Déjà sensible depuis la crise du Covid, l’augmentation du prix du billet devrait encore se poursuivre dans les années qui viennent. Deux principaux facteurs sont actuellement à l’œuvre : d’une part, les compagnies doivent incorporer de manière graduelle d’ici 2030 de plus en plus de biocarburants dans les réservoirs de leurs avions. Ces carburants alternatifs, produits à base d’hydrogène et de carbone, mais aussi de biomasse, permettent, une fois mélangé au kérosène, de réduire les émissions de CO2 des moteurs. La réglementation européenne impose d’intégrer 2 % de carburant “durable” d’ici 2025 et 6 % au minimum d’ici 2030. Plus coûteux à produire, ces nouveaux combustibles devraient engendrer une légère hausse du prix du billet.

A partir de 2026, les compagnies aériennes européennes devront également intégrer les coûts liés à l’évolution du marché européen des quotas carbone. Alors qu’elles disposaient jusqu’à présent de quotas gratuits, ces derniers devront être achetés sur le marché pour continuer à être autorisés à émettre du CO2. Selon Air France, d’ici 2030, ces différentes mesures devraient légèrement faire grimper la facture : de l’ordre de 80 euros pour un aller-retour moyen courrier, et de 140 euros pour un aller-retour long courrier, comme un Nice-Singapour.

De quoi faire baisser le volume de trafic aérien ? “Si on met en place un renchérissement du kérosène, le prix des billets suivra inévitablement, et nous aurons moins de voyageurs”, assure Laurent Timsit.

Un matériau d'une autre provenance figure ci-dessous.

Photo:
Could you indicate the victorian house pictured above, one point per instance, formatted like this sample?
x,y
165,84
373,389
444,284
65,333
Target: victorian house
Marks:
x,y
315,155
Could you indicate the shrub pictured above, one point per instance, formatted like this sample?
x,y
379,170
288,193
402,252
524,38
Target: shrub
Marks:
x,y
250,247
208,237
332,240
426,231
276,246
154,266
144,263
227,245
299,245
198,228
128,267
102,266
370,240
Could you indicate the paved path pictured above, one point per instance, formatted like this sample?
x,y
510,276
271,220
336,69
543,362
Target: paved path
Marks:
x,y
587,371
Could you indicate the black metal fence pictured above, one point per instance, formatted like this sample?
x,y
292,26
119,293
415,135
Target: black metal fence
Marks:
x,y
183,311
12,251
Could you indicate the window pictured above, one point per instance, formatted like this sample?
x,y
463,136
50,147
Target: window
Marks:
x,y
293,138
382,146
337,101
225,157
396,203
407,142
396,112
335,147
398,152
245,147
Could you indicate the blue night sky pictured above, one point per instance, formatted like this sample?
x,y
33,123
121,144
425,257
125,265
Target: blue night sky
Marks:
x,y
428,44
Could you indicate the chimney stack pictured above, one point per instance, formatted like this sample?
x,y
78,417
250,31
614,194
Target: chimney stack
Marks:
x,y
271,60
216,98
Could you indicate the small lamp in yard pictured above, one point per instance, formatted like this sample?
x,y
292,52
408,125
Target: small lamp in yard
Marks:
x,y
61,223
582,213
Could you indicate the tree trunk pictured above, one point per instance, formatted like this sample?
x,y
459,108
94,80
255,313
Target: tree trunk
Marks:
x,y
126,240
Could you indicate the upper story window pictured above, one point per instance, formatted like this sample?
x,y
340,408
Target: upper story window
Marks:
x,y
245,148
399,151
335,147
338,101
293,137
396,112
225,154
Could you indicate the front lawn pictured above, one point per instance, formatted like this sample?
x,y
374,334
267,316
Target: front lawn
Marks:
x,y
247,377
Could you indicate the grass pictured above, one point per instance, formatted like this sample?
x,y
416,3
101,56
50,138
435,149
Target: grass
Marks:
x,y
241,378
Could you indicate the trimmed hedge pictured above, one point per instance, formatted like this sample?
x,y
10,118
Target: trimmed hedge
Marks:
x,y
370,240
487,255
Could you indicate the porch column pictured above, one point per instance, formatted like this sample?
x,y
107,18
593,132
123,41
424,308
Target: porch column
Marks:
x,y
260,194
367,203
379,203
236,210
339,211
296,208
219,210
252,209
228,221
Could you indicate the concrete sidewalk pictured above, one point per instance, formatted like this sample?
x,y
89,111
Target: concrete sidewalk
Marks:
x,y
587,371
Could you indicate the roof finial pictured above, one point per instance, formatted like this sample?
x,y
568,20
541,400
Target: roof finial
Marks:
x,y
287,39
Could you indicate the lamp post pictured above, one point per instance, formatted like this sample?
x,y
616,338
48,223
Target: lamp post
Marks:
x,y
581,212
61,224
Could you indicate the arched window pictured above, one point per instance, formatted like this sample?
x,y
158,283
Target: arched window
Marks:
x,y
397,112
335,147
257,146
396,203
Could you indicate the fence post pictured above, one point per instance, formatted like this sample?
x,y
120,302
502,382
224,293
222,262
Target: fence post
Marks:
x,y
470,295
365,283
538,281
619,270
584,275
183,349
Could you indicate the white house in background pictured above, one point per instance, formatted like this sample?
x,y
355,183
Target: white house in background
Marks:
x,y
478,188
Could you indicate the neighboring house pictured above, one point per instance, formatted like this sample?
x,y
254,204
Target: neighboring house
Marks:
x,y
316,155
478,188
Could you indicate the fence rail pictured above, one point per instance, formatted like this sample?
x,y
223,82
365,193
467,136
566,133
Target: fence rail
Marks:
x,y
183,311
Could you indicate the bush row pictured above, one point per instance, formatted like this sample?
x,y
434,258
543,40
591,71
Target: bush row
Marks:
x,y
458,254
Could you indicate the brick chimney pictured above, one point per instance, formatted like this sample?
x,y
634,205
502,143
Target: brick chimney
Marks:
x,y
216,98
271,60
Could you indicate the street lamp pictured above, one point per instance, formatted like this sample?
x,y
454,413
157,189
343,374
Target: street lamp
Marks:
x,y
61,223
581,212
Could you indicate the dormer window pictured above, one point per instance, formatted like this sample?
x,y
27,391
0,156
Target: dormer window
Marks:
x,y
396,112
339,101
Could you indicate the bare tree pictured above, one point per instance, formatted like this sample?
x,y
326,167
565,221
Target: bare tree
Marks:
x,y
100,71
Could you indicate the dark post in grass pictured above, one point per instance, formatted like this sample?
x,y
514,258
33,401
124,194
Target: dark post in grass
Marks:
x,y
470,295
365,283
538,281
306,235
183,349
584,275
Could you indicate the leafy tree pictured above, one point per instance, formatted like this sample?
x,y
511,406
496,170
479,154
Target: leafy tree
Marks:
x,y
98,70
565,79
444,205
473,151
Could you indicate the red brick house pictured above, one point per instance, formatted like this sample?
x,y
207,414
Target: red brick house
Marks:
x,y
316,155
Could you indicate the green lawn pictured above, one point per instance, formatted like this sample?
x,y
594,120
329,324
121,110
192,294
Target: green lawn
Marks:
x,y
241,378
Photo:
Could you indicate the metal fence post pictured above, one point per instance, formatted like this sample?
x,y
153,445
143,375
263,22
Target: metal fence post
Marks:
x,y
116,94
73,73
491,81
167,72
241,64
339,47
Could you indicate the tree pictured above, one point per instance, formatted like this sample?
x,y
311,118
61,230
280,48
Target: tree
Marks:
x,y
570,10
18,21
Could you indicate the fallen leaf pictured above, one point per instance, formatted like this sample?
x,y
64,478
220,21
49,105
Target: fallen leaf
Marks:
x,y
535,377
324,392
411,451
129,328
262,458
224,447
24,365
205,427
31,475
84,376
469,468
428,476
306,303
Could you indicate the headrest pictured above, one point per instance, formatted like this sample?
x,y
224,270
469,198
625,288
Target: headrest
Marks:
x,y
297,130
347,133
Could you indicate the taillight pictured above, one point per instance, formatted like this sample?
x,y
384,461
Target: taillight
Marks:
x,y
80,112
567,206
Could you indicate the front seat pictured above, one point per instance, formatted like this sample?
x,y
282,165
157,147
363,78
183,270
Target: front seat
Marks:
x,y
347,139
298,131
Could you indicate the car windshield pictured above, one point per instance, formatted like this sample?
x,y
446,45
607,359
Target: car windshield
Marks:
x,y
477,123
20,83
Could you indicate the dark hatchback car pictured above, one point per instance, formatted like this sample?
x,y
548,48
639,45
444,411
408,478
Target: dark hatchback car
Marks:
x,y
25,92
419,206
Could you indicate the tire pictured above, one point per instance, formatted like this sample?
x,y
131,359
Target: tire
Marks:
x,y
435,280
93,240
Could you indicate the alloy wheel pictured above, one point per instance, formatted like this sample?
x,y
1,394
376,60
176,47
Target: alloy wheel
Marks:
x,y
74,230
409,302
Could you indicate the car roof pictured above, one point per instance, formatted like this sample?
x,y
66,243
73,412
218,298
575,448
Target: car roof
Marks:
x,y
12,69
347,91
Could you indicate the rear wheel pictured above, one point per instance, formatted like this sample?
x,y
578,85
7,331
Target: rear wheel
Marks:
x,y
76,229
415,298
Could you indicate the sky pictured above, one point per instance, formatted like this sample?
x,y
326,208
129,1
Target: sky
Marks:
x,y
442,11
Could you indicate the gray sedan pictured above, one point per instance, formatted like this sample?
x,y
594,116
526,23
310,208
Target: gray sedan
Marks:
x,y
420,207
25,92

La Fnam estime ainsi que ces changements de pratiques – comme l’incorporation de biocarburants ou l’augmentation de tarifs liés à l’évolution du marché carbone – sont compatibles avec une croissance du secteur aérien d’un peu plus de 1 % par an d’ici 2050. C’est un point de moins que ce que permettrait un monde sans transition écologique. Mais cela ne devrait pas suffire à régler le problème grandissant de l’augmentation des émissions de CO2 du secteur, préviennent plusieurs experts. Le sujet n’a pas fini de créer des turbulences.